Reality is, all huge companies pull this kind of crap. Just look at all the TV makers like Samsung and Panasonic getting into trouble multiple times for price-fixing! So you really shouldn't get too worked up over one company or fall in love with another. They are all out to screw you over for their own interests.
Last edited by fleurya; 07-11-2013 at 02:23 PM.
07-11-2013, 02:47 PM #6
So now Amazon can go back to losing money on every book, under pricing publisher retail significantly, hurt paperback sales, hurt other businesses who want to offer consumers e-books but can't afford to lose money to do so, and continue acting like the victim.

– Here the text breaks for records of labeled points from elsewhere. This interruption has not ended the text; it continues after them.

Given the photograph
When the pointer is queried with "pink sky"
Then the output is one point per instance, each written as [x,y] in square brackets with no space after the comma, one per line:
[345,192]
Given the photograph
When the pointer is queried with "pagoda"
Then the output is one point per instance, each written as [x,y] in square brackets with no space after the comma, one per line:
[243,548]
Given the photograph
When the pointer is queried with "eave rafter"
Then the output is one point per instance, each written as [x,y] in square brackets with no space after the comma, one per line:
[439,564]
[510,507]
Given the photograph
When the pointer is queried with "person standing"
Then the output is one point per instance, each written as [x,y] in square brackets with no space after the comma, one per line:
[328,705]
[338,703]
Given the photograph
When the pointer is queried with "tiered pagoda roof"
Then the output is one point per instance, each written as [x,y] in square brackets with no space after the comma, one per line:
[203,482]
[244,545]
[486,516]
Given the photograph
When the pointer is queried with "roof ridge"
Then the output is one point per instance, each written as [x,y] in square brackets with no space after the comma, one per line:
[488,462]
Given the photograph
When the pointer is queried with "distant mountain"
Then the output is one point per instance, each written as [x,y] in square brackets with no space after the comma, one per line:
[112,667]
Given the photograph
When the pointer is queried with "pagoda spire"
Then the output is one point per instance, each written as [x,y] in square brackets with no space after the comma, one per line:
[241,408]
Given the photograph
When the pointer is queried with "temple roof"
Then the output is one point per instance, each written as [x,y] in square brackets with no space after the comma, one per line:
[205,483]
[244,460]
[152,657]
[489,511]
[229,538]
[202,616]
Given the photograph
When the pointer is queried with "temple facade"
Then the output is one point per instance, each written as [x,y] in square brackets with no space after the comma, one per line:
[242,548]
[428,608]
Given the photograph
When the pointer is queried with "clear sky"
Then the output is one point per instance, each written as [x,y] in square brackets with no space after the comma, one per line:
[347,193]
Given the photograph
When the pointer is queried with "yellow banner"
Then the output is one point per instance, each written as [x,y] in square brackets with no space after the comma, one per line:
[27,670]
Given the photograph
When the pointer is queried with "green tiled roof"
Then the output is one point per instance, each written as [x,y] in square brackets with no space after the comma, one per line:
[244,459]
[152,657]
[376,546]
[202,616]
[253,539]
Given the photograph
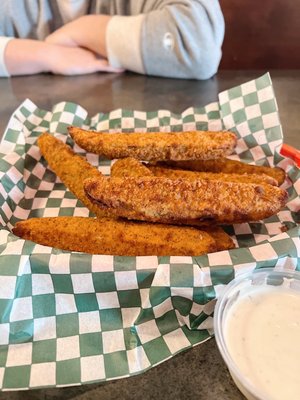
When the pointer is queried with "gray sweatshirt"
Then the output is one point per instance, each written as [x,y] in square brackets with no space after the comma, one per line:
[179,38]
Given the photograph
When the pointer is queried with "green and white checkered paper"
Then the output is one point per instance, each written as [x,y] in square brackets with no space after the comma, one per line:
[71,318]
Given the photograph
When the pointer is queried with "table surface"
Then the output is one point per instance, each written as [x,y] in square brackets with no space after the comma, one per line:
[199,372]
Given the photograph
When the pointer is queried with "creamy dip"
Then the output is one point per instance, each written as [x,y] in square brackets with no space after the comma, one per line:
[262,332]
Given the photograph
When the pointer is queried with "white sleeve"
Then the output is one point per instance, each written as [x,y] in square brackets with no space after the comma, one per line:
[123,42]
[3,43]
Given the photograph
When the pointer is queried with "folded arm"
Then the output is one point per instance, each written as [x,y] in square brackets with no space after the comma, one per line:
[27,57]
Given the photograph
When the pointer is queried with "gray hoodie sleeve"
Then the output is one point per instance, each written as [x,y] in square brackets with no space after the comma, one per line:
[179,39]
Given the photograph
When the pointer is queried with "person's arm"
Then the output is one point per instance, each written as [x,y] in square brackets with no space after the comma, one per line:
[27,57]
[180,39]
[88,31]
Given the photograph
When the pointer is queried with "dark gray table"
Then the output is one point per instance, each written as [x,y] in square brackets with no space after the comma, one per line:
[198,373]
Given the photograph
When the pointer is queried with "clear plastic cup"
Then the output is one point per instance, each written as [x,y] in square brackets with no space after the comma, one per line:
[249,283]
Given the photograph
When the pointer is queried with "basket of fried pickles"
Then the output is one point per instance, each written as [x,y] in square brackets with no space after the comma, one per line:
[168,193]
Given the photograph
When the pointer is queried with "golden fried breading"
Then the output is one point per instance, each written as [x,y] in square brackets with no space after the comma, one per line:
[227,166]
[71,168]
[116,237]
[219,176]
[156,145]
[132,167]
[129,167]
[165,200]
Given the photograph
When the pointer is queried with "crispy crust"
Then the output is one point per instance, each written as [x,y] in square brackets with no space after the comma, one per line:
[164,200]
[219,176]
[116,237]
[129,167]
[156,145]
[227,166]
[71,168]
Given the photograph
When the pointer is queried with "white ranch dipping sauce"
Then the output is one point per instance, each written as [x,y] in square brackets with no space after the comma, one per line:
[262,334]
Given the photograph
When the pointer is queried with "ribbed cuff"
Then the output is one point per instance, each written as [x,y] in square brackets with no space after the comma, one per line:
[3,42]
[123,42]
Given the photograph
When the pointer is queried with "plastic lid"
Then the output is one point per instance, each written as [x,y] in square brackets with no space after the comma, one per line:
[289,151]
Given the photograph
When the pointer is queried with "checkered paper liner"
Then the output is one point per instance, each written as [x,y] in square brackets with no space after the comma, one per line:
[70,318]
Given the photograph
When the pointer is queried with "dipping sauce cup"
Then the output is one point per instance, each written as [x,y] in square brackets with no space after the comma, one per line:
[257,330]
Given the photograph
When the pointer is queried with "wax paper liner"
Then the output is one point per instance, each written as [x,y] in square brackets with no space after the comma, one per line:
[72,318]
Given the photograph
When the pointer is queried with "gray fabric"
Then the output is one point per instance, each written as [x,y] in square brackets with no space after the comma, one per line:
[179,38]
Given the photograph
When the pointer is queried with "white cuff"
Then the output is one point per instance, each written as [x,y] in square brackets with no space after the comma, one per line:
[3,42]
[123,42]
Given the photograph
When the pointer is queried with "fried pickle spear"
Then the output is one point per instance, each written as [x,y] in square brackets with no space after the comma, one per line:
[165,200]
[71,168]
[115,237]
[224,165]
[132,167]
[129,167]
[156,145]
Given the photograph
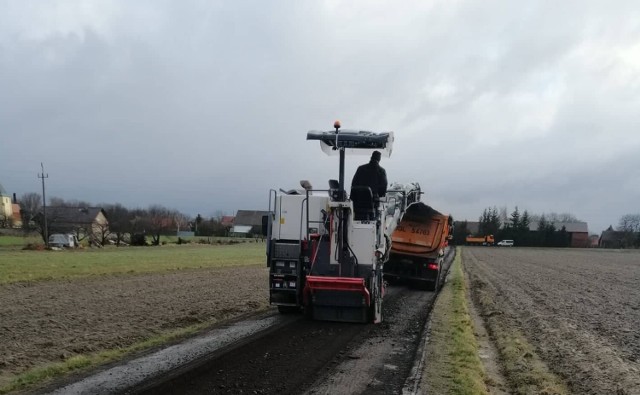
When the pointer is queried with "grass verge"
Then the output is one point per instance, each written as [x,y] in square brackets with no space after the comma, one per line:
[523,368]
[453,365]
[18,266]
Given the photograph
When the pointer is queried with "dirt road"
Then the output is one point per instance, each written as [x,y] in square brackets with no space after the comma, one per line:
[579,308]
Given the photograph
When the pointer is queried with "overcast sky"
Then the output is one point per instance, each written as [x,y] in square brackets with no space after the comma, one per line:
[203,106]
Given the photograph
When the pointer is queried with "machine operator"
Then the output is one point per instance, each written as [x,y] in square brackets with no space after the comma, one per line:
[372,175]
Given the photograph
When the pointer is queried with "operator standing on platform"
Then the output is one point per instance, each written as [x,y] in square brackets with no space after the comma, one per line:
[372,175]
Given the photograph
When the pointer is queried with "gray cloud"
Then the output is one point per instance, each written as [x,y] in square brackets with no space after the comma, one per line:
[204,106]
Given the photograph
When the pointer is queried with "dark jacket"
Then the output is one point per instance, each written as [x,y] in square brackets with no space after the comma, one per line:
[371,175]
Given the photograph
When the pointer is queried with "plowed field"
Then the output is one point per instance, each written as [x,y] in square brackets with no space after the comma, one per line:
[580,309]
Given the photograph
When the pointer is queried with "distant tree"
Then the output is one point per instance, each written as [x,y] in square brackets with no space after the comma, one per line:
[562,217]
[489,222]
[158,221]
[180,220]
[60,202]
[5,221]
[460,233]
[630,225]
[119,219]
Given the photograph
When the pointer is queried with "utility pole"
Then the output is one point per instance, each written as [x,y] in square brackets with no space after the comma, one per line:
[44,207]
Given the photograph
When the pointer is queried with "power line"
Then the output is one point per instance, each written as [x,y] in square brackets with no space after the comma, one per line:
[44,206]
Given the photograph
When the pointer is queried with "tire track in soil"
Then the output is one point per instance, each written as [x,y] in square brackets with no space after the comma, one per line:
[570,309]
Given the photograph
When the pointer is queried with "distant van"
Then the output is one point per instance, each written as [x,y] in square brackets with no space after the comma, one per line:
[61,240]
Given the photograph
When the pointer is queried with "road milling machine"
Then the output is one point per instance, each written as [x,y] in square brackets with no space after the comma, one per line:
[327,248]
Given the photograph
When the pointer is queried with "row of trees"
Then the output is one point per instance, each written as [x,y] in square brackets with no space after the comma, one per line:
[517,227]
[123,222]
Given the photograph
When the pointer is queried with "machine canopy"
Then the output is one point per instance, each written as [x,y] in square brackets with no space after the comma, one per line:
[353,141]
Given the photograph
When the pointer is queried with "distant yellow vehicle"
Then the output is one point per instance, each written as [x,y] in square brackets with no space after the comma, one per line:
[485,241]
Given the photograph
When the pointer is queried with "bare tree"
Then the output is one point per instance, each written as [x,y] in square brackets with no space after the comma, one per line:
[119,218]
[629,223]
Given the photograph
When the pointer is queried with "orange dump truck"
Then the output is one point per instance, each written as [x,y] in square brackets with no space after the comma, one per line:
[418,245]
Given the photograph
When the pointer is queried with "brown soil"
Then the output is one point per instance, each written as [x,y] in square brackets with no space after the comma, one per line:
[579,308]
[48,322]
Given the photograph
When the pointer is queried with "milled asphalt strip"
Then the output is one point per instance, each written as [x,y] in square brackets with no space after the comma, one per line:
[119,378]
[412,384]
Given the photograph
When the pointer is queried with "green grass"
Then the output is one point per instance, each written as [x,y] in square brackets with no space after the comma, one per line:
[18,265]
[453,365]
[468,373]
[526,372]
[41,374]
[19,241]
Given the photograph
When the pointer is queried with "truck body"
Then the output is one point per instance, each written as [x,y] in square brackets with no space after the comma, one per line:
[418,247]
[483,240]
[326,247]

On the other side, Apple can;
- Continue letting publishers price their books and take their 30% but get very little to no business b/c "retail" is suddenly overpriced.
- Use the Amazon model and lose money to complete and not make their 30% and essentially be giving the e-book a better deal than music labels and app makers.
This is bad for consumers no matter how you look at it. Amazon essentially eliminates competetion by LOSING MONEY on every sale. No business can validly compete with that type of business model.
Last edited by REMED1AL; 07-11-2013 at 02:50 PM.
07-11-2013, 04:18 PM #7
07-11-2013, 05:29 PM #8
07-11-2013, 07:10 PM #9
All eBooks needs is a server and some accounting to keep track of sales, print has quite a bit higher cost like paper + ink + glue + trucks + distribution centers + markup at stores etc
So why should consumer pay same price for eBooks as print? That happened at around the same time Apple came into eBook market. I remember paying same price for my hardcover book as what Apple sold the same eBook. Where is that money going to? Pockets of publishers and Apple.
Amazon do not lose money on every sale, there is always a profit in business just not as much as Apple would like.
07-12-2013, 01:18 PM #10
Yes, Amazon made a business model in which they deny the publisher's retail and go as far as losing money on each book just to keep anyone else from competing with them.
The cost of an e-book and cost of a hardcover may not be the same however no one is paying for the way they get the content; they are paying for the content. Relating costs to produce to cost of a product is ignorant.